Talvez um dia seja infeliz. Quando me conformar com uma companhia eterna e uma rotina cansativa de amor.
Gosto desta solidão tão bem acompanhada, cheia de desamores fantásticos que me deixam tão cheia de nada.
Basta-me o sol, o calor, os cheiros. Contenta-me o não compromisso com a rotina quotidiana. E aconchega-me o saber que de nenhum beijo dependo para me ser.
Ser-me sempre é todo meu desejo. Ter-te, tê-lo, ter-vos. Ter todo o mundo e ser sempre, exclusivamente, minha. Quão maravilhoso é!
Cansa-me, já, o futuro que ainda não tenho. E desola-me, sempre, a possível companhia do depois.
Vivo num desagrado presente para com o provável destino meu.
Minha alma, pobre coitada, abandonou meu corpo em busca de amor. Mal ela sabe que não resistirá a tal tormento.

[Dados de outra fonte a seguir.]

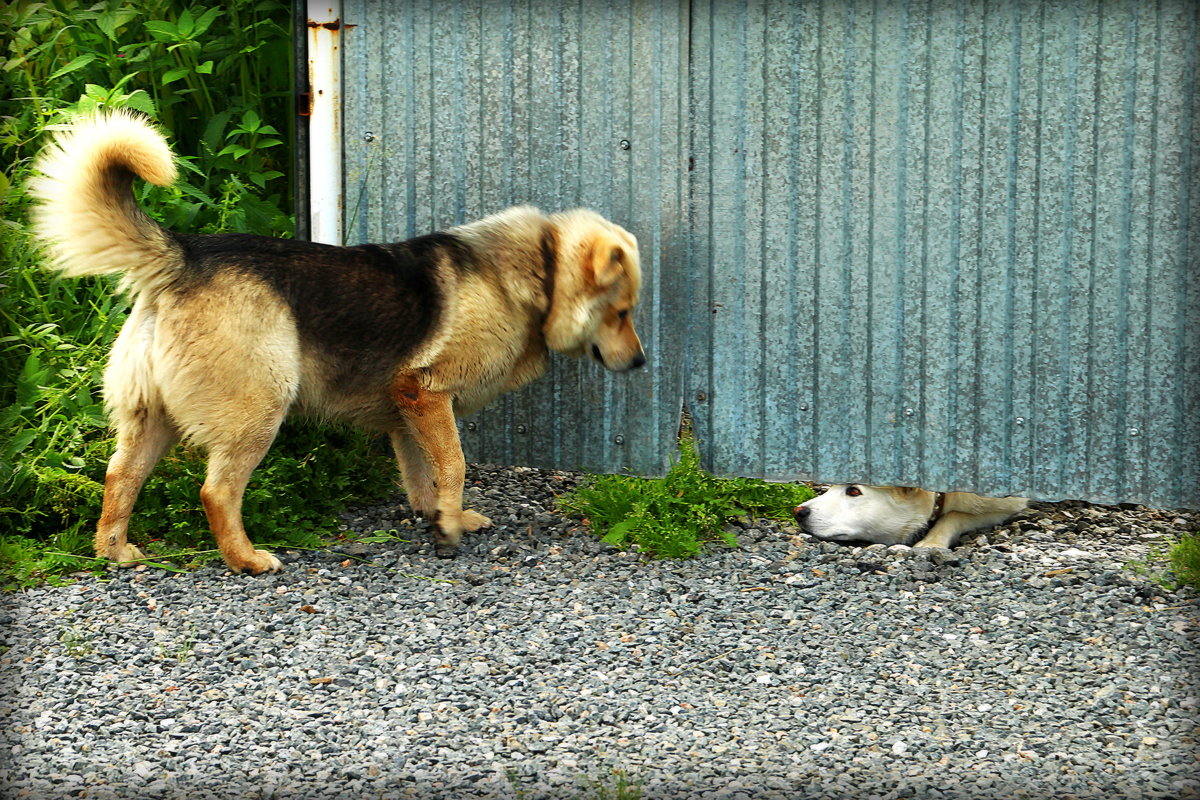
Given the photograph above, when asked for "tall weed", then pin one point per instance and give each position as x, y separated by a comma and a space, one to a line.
678, 515
217, 79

Meu coração, desgraça a dele, que sonha um dia poder também abandonar-me. Mas não pode - oh, não pode - e bate forte em meu peito, tentando convencer-me de que te amo.
Ridículo! Louca ideia essa. Jamais te amarei, porque, como já dizia o artista, "não se pode amar ou odiar uma coisa senão depois de compreendê-la." e eu não te compreendo. Deus me livre de te compreender!, que perigo seria.
Temo amar a compreensão de teu ser, compreender teu peito e apaixonar-me por teus olhos.
Que desastre seria ouvir meu coração. Minha liberdade!, aquela que não tenho, jamais poderei perder - meu ser não resistiria.
Quero continuar, só, de coração em coração, juntamente com o vento. Quero ser um álbum repleto de memórias bonitas e tão insignificantes.
Amar-te seria uma incompatibilidade perante caminho que me tracei. E esse caminho, quão precioso me é!
Sigo, então, sem anima1, ignorando os sons de meu peito e sendo!, sendo feliz nesta ignorante falta de sentimento.
Perdoa-me. Poderia amar-te sempre, ser-te com todo meu ser (incluindo minh'alma) e compreender-te cheia de paixão em meu olhar. Mas não posso e, por isso, perdoa-me, meu amor.
«Para compreender destruí-me. Compreender é esquecer de amar.» , Bernardo Soares in Livro do Desassossego.